Enterprise Readiness Of Cloud Ratcheting Up
It may just be time for enterprise customers to take a serious look at cloud computing. Major announcements in the past few days from Microsoft and Amazon have certainly signaled that the on-demand Internet computing model has staying power. And with a long recession looming there may be no better time to start getting familiar with something that could dramatically lower infrastructure costs.
Amazon, which has been the dominant market leader and pioneer of cloud computing, finally lifted the "beta" tag from the Elastic Compute Cloud (EC2) and delivered an SLA for the service and support for Windows applications. It also announced plans to provide service monitoring, load balancing and automatic scaling services in the future. And Amazon’s even starting taking phone calls and providing premium support for enterprise customers. Nearly all of these capabilities have been available for months from smaller cloud players (especially those coming from an ISP background where such capabilities are commonplace).
Microsoft countered by signalling that cloud computing has such significant staying power that they are willing to bet the "Windows" brand on it. Ray Ozzie’s Windows Azure goes beyond the basic infrastructure and services of EC2 providing Visual Studio.Net developers with the promise of a complete platform for their works. This will put Microsoft in competition with EC2 as well as Salesforce.com’s Force.com platform. But Azure is just a technical preview today (aka "beta").
What these market makers have in common is massive data center footprints that allow them to support significant numbers of very large clients at huge scale and across geographies.

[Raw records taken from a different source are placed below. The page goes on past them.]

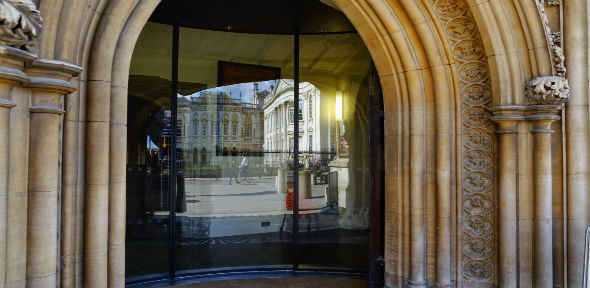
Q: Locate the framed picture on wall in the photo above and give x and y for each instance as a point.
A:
(229, 73)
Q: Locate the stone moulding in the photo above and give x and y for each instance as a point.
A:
(478, 252)
(20, 24)
(547, 90)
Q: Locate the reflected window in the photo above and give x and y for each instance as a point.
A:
(204, 127)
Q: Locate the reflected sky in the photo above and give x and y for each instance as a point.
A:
(243, 91)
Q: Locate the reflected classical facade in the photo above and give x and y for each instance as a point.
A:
(315, 135)
(213, 125)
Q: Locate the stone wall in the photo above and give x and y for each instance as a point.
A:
(468, 203)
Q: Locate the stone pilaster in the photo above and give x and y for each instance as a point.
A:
(507, 118)
(12, 62)
(541, 117)
(48, 84)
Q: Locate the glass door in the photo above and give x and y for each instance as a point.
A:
(258, 117)
(234, 141)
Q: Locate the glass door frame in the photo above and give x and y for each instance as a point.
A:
(376, 189)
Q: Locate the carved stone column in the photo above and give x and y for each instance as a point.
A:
(49, 82)
(507, 119)
(12, 63)
(546, 94)
(541, 117)
(19, 27)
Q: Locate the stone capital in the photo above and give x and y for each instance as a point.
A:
(507, 117)
(544, 90)
(12, 65)
(52, 75)
(542, 116)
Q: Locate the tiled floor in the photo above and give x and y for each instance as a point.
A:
(283, 283)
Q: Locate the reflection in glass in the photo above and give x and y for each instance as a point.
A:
(233, 212)
(235, 134)
(336, 135)
(148, 150)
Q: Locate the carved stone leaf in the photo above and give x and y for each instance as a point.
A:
(477, 270)
(461, 28)
(471, 72)
(548, 90)
(478, 182)
(479, 248)
(450, 8)
(476, 116)
(468, 49)
(477, 94)
(477, 137)
(477, 226)
(20, 24)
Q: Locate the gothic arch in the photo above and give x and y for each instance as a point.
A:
(441, 64)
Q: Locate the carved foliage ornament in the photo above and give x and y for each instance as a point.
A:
(547, 90)
(478, 213)
(20, 24)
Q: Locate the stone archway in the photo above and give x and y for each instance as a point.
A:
(449, 216)
(438, 90)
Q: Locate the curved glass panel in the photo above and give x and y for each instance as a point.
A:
(333, 140)
(233, 214)
(240, 112)
(148, 169)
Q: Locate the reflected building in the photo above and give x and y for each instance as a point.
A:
(315, 136)
(213, 125)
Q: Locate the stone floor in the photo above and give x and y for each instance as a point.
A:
(282, 283)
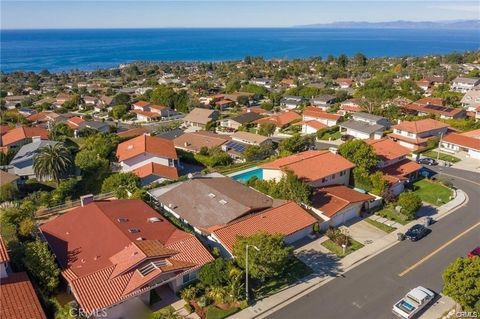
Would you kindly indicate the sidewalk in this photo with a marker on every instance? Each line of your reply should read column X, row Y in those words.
column 275, row 302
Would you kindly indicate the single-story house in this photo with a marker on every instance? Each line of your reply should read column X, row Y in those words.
column 288, row 219
column 317, row 168
column 234, row 123
column 200, row 117
column 18, row 299
column 207, row 204
column 338, row 204
column 467, row 142
column 114, row 253
column 415, row 134
column 194, row 141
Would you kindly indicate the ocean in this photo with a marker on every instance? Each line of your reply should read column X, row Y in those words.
column 89, row 49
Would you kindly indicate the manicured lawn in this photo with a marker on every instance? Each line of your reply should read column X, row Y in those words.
column 296, row 270
column 432, row 192
column 389, row 212
column 385, row 228
column 338, row 250
column 443, row 156
column 216, row 313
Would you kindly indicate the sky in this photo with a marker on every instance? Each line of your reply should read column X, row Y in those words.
column 42, row 14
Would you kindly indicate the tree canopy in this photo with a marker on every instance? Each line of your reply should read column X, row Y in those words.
column 462, row 284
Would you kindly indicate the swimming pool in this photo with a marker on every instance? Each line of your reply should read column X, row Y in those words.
column 244, row 176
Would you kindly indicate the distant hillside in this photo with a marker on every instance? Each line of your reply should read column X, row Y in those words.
column 451, row 24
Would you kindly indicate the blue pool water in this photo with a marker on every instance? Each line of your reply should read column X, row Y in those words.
column 245, row 176
column 89, row 49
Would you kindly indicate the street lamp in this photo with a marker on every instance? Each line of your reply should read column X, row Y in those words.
column 246, row 268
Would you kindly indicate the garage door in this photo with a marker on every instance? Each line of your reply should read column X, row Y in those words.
column 339, row 219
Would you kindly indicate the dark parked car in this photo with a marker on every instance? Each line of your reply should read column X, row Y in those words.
column 474, row 253
column 428, row 161
column 417, row 232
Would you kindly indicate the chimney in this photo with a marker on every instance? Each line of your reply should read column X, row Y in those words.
column 86, row 199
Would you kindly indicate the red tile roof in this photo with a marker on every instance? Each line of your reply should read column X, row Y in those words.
column 311, row 165
column 141, row 103
column 318, row 113
column 18, row 299
column 4, row 258
column 433, row 106
column 147, row 113
column 420, row 126
column 463, row 140
column 285, row 219
column 20, row 133
column 333, row 199
column 387, row 150
column 146, row 144
column 152, row 168
column 280, row 119
column 314, row 124
column 101, row 255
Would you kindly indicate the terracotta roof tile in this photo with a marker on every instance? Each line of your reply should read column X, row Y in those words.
column 20, row 133
column 285, row 220
column 332, row 199
column 420, row 126
column 152, row 168
column 463, row 140
column 318, row 113
column 387, row 150
column 18, row 299
column 4, row 257
column 102, row 256
column 311, row 165
column 146, row 144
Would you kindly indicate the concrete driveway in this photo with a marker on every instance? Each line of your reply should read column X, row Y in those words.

As Ray Ozzie put it during his keynote on Monday at Microsoft’s Professional Developer’s Conference, it is becoming exceedingly difficult for enterprise infrastructure and developer teams to manage applications at web scale. The world where latency differences between New York City and Columbus, Ohio can cost you customer loyalty and millions in revenue, getting web scale right is increasingly important and the infrastructure and operations professionals who have these skills and experience using them are becoming harder and harder to find. Cloud computing platforms from the Web Giants don’t eliminate this problem but they certainly can ease the burden considerably, and when doing it yourself means large capital investments, the appeal of a platform that delivers some degree of this on its own becomes very appealing.
Its quickly becoming quite clear that cloud computing isn’t a passing fancy but is indeed a new computing paradigm worthy of your attention. The questions about cloud computing now shift to what percent of your application portfolio is it suited to and how easy is it consume. Most infrastucture clouds are built on a hypervisor foundation (although not VMware ESX) so any application that behaves well in a hypervisor should be suited to these clouds, but which of these need the scalability of a cloud platform or works best in a hosted environment? Most clouds are also designed to appeal to developers – not infrastructure managers – and ask I&O pros to use different tools and metaphors to get their job done.
The enterprises that are tapping into clouds today are doing so with web microsites, internal-facing projects, and other fairly safe experiments. Most of this activity falls into the "toe in the water" variety. Further experimentation is needed for enterprises to gain comfort with this new model and these new services. If your company isn’t playing around with cloud computing platforms today, you run the risk of falling behind. Windows Azure is a significant statement of staying power for cloud computing. It’s time to shift your thinking from if you will use cloud computing to when.